Said Barack Obama, quoted in the Washington Post account of yesterday's memorial service for Reid.
It's the "deeply" that gets you. It draws so much attention to "good." We might have let it go — was Harry Reid good? — if "deeply" hadn't forced us to stop and stare.
Here's the original post — in 2014 — where I created the tag.
There are so many trite usages — deeply in love, deeply disappointed, deeply religious, thinking deeply, deeply troubled, deeply concerned, deeply offended, deeply regret — and "deeply" is deeply embedded in constitutional law doctrine with the phrase "deeply rooted in this nation's history and tradition."
1. "Beauty is a system of power, deeply rooted, preceding all others, richly rewarded," wrote Garace Franke-Ruta, explaining "Why Obama's 'Best-Looking Attorney General' Comment Was a Gaffe."...
Oh, what's not a gaffe these days?
But back to the memorial service. Biden and Pelosi spoke too, and both of them told a joke premised on the reputation Reid had for being untalkative.
Here's Biden joke : "Harry and I both liked to talk a lot... I’m just testing whether you’re asleep yet."
Here's Pelosi's: "He was a man of few words — and he wanted everyone else to be a person of few words."

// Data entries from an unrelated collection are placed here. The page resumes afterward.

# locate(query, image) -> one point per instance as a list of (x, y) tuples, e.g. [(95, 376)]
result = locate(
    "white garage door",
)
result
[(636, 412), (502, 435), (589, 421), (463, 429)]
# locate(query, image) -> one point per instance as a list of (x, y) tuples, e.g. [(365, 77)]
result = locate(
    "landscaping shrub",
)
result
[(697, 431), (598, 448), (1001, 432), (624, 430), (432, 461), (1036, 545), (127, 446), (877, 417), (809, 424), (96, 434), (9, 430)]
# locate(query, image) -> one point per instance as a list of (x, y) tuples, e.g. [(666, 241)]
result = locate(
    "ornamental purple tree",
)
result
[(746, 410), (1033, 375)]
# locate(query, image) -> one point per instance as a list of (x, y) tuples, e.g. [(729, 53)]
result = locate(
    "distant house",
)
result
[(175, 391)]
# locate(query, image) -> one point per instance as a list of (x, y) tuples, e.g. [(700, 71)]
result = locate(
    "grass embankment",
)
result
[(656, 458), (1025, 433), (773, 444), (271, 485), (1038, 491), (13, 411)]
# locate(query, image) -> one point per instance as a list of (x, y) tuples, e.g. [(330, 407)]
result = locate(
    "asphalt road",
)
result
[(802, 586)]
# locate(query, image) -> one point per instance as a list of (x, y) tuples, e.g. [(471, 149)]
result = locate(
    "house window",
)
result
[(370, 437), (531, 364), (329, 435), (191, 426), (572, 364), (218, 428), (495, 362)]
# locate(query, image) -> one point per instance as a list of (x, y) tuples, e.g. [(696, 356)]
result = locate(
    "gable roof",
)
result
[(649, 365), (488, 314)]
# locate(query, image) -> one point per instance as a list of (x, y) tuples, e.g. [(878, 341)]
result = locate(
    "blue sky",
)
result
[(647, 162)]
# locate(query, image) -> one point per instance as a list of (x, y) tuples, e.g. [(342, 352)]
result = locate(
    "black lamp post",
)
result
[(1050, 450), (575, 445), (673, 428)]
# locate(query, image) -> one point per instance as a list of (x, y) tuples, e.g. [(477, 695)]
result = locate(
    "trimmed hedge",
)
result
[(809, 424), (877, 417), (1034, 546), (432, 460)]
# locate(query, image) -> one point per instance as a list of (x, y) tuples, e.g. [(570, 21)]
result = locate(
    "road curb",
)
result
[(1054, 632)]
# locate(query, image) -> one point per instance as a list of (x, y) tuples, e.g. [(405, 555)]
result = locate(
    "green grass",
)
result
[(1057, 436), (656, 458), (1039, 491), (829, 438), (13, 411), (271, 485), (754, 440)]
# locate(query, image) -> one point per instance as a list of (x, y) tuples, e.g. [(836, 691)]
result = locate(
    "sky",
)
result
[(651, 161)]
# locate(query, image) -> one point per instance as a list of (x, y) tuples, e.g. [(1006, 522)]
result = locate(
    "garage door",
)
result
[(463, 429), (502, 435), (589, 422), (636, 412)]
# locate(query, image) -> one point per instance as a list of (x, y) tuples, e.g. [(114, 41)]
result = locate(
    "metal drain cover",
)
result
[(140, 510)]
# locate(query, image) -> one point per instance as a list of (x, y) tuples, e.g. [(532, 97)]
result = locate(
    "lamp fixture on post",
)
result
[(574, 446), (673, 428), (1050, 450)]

They kept it light. There was an opportunity to go much lighter on the man-of-few-words theme — man of even fewer words now, ha ha — or to go much more deeply....
It was election night 2006, when Democrat Claire McCaskill won her race in Missouri, a victory that gave control of the Senate to Democrats, and Reid rushed over and kissed McCaskill through the television screen.
“His lips remained attached to the TV screen for a full 10 seconds,” Schumer said. “I had to get up and wipe the copious spittle off the TV screen.”